The festival returned the money from the Israeli filmmaker and paid for her to show the Israeli film; “there must be no institutional links.” In another example, Omar explains that a Canadian LGBT artist in a Scottish festival found out that an Israeli artist was sponsored by the Israeli foreign ministry. The Canadian put pressure on the festival, wrote a letter to every artist. The Israeli embassy said the artist is pro-Palestinian, this is a dissenting voice, etc. “But we do not care about content; this is not about censorship, it is about funding.” The Israeli sponsorship was cancelled and the artist came to the festival.
A particular challenge involves communities of color, who often come to Israel on religious pilgrimages or as cultural exchanges.
Omar explains, “It is easy to get a free trip to Israel, so South Africanize the issue.” If you want to come on a “fact finding mission, then do it without complicity, do not cross the picket line. This is happening more and more. Israel helps us to convert people, if they come on an honest fact finding mission, they see what is going on.” We talk about our African American governor, Deval Patrick, as a particularly challenging case. Omar advises that the “the black community is key to BDS, we need to win them.” There is already a high conversion rate among young Jews (see the work of Peter Beinart), who at this point are largely somewhere between apathetic about Israel to supportive of Palestinian rights, but clearly different than their Zionist parents and grandparents. The Israel machine focuses on African Americans, Native Americans, the Asian community, framing the issue as, “Jews are the indigenous people!” “Join us in our struggle.” Colonialism is conveniently overlooked.
African Americans, students, women leaders, are invited to Israel to promote an historic Jewish?Black alliance, we led the civil rights movement and we can do it again.

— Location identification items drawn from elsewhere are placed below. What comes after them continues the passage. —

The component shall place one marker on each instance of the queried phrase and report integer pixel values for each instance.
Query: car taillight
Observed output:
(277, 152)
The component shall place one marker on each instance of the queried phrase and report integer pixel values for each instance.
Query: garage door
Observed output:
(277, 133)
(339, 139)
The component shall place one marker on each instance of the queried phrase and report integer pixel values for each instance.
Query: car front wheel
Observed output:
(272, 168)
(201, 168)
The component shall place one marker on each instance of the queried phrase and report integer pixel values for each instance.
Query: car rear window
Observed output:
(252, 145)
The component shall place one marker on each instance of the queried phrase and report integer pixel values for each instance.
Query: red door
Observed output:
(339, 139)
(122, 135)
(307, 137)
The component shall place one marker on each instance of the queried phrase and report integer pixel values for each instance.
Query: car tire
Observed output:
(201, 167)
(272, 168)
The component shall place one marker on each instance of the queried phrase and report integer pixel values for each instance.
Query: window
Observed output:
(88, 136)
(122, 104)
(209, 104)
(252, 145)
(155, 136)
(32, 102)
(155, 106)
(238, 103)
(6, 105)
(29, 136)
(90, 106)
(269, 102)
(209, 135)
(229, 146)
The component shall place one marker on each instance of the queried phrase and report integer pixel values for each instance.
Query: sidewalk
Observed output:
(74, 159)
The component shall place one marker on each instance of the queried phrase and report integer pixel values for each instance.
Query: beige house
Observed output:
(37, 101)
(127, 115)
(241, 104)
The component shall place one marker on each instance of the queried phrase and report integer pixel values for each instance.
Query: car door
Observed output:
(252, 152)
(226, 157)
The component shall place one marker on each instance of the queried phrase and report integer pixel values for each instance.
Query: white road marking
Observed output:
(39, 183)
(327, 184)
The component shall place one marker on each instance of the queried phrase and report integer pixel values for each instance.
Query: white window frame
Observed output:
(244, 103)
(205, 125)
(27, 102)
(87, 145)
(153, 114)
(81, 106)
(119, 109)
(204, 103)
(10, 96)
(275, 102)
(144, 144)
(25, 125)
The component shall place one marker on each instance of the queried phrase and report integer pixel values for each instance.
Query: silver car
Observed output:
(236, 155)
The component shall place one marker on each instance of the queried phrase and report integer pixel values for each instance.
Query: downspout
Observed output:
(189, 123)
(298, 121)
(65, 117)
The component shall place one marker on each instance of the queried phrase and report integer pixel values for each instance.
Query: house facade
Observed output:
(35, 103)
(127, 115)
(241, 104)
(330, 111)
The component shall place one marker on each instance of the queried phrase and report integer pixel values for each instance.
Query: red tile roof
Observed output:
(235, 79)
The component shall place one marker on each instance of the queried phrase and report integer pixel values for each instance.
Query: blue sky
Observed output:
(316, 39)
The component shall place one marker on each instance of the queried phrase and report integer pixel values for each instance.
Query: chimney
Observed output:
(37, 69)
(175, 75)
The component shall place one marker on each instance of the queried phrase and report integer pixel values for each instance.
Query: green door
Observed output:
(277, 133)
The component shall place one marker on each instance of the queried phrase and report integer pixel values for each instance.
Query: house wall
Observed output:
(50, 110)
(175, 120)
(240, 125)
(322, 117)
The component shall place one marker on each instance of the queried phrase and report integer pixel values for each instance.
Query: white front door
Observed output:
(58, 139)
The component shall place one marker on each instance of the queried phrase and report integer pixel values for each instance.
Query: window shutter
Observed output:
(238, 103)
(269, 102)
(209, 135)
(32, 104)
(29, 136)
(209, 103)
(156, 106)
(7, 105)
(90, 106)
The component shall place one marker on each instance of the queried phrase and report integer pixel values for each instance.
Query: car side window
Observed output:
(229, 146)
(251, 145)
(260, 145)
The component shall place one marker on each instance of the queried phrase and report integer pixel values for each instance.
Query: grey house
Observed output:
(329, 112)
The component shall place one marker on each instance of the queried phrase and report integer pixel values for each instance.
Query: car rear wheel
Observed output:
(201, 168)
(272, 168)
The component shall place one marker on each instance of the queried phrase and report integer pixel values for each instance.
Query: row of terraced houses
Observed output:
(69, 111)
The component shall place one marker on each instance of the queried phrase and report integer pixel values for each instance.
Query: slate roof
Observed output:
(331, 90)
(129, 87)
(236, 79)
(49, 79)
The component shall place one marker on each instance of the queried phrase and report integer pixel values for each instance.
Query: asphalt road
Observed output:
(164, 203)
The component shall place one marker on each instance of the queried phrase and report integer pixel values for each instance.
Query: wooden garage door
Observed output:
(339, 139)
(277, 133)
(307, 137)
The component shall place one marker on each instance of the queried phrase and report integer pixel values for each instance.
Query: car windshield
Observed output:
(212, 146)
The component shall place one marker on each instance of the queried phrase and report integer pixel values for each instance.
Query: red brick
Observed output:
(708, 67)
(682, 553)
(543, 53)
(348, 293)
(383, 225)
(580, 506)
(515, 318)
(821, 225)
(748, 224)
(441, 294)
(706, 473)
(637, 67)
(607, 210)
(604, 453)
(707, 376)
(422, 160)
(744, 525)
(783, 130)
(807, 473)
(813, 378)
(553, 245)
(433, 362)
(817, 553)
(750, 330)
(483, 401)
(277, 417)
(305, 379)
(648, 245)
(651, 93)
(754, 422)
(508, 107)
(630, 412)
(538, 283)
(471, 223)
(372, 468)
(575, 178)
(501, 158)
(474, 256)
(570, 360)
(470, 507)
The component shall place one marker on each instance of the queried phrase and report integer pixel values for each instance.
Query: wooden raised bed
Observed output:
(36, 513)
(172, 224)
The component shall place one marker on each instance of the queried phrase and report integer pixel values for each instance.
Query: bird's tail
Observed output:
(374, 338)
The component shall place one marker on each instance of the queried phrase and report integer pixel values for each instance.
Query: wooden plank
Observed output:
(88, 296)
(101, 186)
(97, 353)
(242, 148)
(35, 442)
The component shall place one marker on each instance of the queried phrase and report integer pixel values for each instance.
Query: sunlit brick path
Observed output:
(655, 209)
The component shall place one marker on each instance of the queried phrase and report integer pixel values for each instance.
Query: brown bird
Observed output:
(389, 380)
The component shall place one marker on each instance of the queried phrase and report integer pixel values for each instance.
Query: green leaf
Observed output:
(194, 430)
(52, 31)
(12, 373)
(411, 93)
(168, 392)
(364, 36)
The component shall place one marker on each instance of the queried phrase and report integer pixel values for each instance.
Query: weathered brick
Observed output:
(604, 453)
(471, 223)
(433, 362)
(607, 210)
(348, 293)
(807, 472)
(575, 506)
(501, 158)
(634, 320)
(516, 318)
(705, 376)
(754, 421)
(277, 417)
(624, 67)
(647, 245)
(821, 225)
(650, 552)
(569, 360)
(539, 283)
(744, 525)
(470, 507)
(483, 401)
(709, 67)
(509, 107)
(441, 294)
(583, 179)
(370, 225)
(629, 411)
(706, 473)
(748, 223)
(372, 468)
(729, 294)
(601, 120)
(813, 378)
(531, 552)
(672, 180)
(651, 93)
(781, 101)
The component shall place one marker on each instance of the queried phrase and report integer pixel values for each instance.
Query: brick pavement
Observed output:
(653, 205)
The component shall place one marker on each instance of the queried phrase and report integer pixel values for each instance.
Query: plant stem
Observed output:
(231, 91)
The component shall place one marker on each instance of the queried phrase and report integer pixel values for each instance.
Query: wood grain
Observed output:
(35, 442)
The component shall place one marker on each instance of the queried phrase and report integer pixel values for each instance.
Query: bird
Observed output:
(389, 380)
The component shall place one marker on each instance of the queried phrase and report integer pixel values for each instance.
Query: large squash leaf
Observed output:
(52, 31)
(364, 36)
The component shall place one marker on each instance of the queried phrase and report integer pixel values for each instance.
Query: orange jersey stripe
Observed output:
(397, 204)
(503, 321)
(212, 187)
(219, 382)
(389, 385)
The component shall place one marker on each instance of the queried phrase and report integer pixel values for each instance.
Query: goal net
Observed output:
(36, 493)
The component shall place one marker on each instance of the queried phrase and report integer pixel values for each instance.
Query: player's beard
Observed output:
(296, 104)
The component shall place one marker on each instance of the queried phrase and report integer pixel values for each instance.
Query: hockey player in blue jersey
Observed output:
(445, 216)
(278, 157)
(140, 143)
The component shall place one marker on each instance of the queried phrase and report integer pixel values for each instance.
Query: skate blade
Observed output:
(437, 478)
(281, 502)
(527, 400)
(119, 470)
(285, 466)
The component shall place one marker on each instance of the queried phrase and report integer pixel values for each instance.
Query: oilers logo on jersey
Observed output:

Friends of Sabeel, the Kairos document, and Christian liberation theology work to counter this Zionist ideology, but it is a frustratingly slow process. Omar advises us that, thinking of the recent alliance between Cornell University and the Technion, the Israeli establishment will continue to score big successes at high levels; the US establishment is profoundly “pro-Israel,” (in the classic use of that word). “Forget the big elephants, chip away, and attack smaller things. The Technion was not selected because it was the best, there was a well-planned conspiracy and work was done before to make it happen.”
I am beginning to feel like a white civil rights activist working in the Deep South in the 1960s. The parallels are striking and the historical connection revives me. Time to take all of this conversation home.